Improve failure handling and rollback behavior
Refactored ssh.Job run methods, removing unused behavior of run with
no reporter, and adding a run_with_status method that yields each host
and exit status as remote execution completes.
Refactored targets.TargetList to return each deploy group as a new
first class targets.DeployGroup object which is no longer split up
based on the group's group_size configuration. This provides a better
interface for both getting information about a group in its entirety
while still allowing easy iteration over the serially deployed
"subgroups" that are based on the its size.
Added failure_limit config variable to allow for greater control over
what rate of failure is acceptable. This rate is configurable globally
or per group and can either be a integer number of hosts or a string
percentage of hosts (e.g. 10 or '10%').
Refactored deploy module's group/stage execution methods to:
- Skip rollback on targets for which an SSH connection fails.

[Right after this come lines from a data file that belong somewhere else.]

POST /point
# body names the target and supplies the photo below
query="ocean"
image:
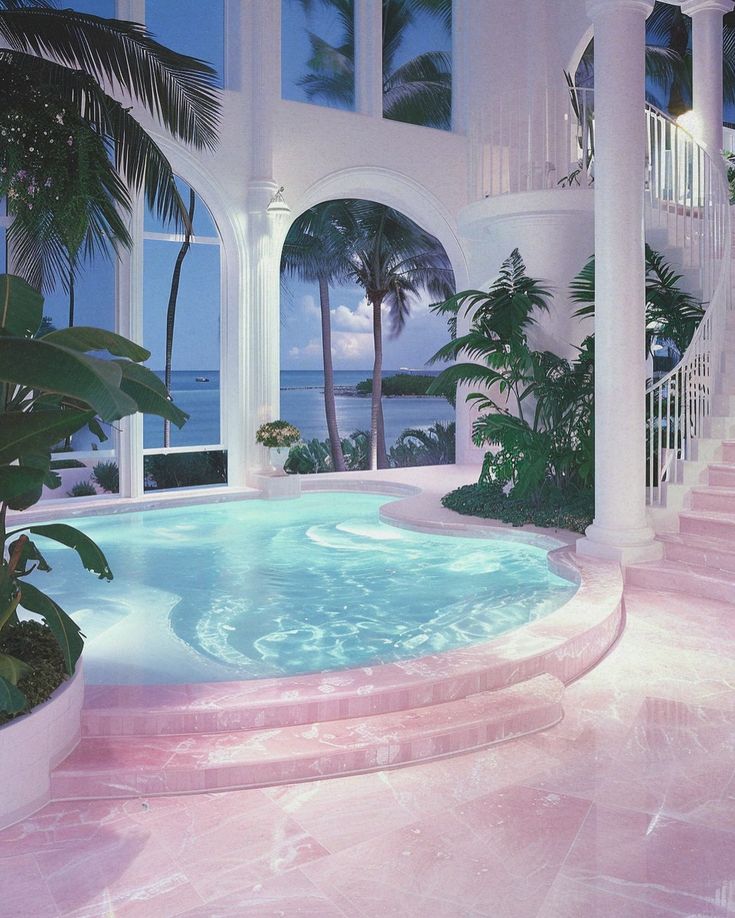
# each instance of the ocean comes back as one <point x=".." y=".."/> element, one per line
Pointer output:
<point x="302" y="403"/>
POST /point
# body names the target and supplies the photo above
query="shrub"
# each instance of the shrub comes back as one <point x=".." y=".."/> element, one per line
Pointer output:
<point x="107" y="476"/>
<point x="276" y="434"/>
<point x="555" y="510"/>
<point x="58" y="464"/>
<point x="399" y="384"/>
<point x="82" y="489"/>
<point x="433" y="446"/>
<point x="185" y="470"/>
<point x="36" y="645"/>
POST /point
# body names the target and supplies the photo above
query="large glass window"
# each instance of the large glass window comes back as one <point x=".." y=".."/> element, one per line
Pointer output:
<point x="417" y="64"/>
<point x="181" y="328"/>
<point x="318" y="52"/>
<point x="192" y="27"/>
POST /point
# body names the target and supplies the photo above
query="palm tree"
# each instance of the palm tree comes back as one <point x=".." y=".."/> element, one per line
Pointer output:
<point x="54" y="72"/>
<point x="669" y="57"/>
<point x="417" y="92"/>
<point x="393" y="260"/>
<point x="314" y="251"/>
<point x="171" y="308"/>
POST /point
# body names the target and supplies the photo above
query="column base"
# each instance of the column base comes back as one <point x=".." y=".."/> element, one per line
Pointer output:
<point x="626" y="546"/>
<point x="277" y="486"/>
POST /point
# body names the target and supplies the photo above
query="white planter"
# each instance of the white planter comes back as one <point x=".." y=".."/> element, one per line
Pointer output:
<point x="277" y="456"/>
<point x="32" y="745"/>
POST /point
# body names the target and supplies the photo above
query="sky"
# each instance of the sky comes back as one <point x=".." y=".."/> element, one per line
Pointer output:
<point x="352" y="346"/>
<point x="196" y="342"/>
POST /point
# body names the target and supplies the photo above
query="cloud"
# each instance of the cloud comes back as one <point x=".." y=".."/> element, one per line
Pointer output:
<point x="309" y="305"/>
<point x="309" y="350"/>
<point x="351" y="347"/>
<point x="359" y="320"/>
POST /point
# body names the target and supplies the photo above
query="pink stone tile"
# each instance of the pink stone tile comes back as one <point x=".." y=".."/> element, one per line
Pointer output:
<point x="462" y="859"/>
<point x="568" y="899"/>
<point x="290" y="894"/>
<point x="230" y="842"/>
<point x="320" y="807"/>
<point x="656" y="860"/>
<point x="679" y="761"/>
<point x="126" y="873"/>
<point x="23" y="890"/>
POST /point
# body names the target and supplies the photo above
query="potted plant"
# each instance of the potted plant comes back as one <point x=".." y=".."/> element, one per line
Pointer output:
<point x="50" y="388"/>
<point x="278" y="437"/>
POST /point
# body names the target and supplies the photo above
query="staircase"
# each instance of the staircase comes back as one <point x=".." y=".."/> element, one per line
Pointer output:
<point x="168" y="754"/>
<point x="695" y="518"/>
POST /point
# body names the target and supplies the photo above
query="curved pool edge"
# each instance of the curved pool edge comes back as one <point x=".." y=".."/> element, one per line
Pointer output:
<point x="565" y="644"/>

- Only trigger rollback when the failure_limit is exceeded.
- Rollback all deployed groups in reverse order.
Some related behavior has also changed as a result of the refactoring:
- The user is no longer prompted after each "subgroup" deployment, only after each originally defined deploy group.
- The deploy group name passed to the remote deploy-local -g process is now (correctly) the original deploy group name, not the subgroup label (e.g. 'canary' not 'canary1').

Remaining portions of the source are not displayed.